Today those stones divide the Marche region from Tuscany and right here, at an altitude of 1000 meters, not far from an impressive iron cross, is located the Colubraia Oratory, a small church along the borders.
It is so borderline that a commission of deputies from the Pontifical State and the Tuscan Dominion met in 1787 and established that the church was in the Pontifical State while the adjoining room (now used as a hiking hut ) belonged to the Tuscan Grand Dukedom.
This particular location of the Colubraia, in the past made it a place to give vent to the not exactly good-neighbourly relations between people of the Marche and people of Tuscany, who met here on every August 5 to celebrate the Madonna della Neve and on every Pentecost Sunday.

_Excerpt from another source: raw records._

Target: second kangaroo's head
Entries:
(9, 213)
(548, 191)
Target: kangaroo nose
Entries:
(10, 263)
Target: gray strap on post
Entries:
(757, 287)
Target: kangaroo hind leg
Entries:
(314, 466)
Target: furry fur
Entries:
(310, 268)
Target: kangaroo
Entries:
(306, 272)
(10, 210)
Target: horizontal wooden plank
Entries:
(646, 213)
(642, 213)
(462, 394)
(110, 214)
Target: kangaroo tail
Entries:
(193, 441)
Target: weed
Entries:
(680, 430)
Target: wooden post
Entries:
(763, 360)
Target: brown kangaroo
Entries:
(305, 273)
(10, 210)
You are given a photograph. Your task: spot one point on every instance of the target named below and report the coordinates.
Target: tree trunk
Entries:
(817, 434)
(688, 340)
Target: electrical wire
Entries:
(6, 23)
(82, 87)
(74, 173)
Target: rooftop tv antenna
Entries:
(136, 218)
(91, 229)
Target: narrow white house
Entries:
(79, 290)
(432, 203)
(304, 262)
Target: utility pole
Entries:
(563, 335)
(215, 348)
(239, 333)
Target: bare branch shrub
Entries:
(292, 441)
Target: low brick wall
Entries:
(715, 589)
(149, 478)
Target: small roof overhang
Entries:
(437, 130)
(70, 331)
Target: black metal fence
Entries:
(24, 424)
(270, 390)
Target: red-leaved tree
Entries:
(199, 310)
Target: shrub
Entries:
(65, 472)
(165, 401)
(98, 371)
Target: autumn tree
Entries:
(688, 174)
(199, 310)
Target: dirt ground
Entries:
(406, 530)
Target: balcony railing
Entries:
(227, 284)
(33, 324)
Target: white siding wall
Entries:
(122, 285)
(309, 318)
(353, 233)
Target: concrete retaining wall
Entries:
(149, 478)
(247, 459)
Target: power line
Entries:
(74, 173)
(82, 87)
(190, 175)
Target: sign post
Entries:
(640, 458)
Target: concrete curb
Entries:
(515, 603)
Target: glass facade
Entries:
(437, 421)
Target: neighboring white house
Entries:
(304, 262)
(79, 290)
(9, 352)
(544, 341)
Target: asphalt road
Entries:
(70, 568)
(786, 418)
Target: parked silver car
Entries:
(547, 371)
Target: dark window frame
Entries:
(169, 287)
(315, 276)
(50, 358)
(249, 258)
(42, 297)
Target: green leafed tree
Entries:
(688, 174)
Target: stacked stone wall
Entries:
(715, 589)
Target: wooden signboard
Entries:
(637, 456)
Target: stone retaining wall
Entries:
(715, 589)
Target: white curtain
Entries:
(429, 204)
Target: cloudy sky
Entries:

The Tuscan Grand Dukedom had to issue an ordinance that forbade to wear "any kind of weapon, both firearms and blades” and to sell food, especially wine, as it gave rise to brawls, murders and serious disappointments.
Today the Colubraia is obviously a much quieter place, of peaceful and contemplation. Inside the church you can see the frescoes by Bruno Radicioni, a famous Fano native artist whose paintings are exhibited in New York, Toronto, Moscow, Paris, Rome, Milan and Montreal airport. In a particular period of his life, Radicioni felt the need to retire here in Figgiano and painted a very particular Christ with the Saints: all the faces of the apostles are taken fom charcoal burners, woodcutters and inhabitants of the village.
In addition to the frescoes, in the Colubraia Oratory, there are more of his works that demostrate his love for these places They can find hanging on the walls of the Il Ginepro farmhouse and the small church of Santa Lucia.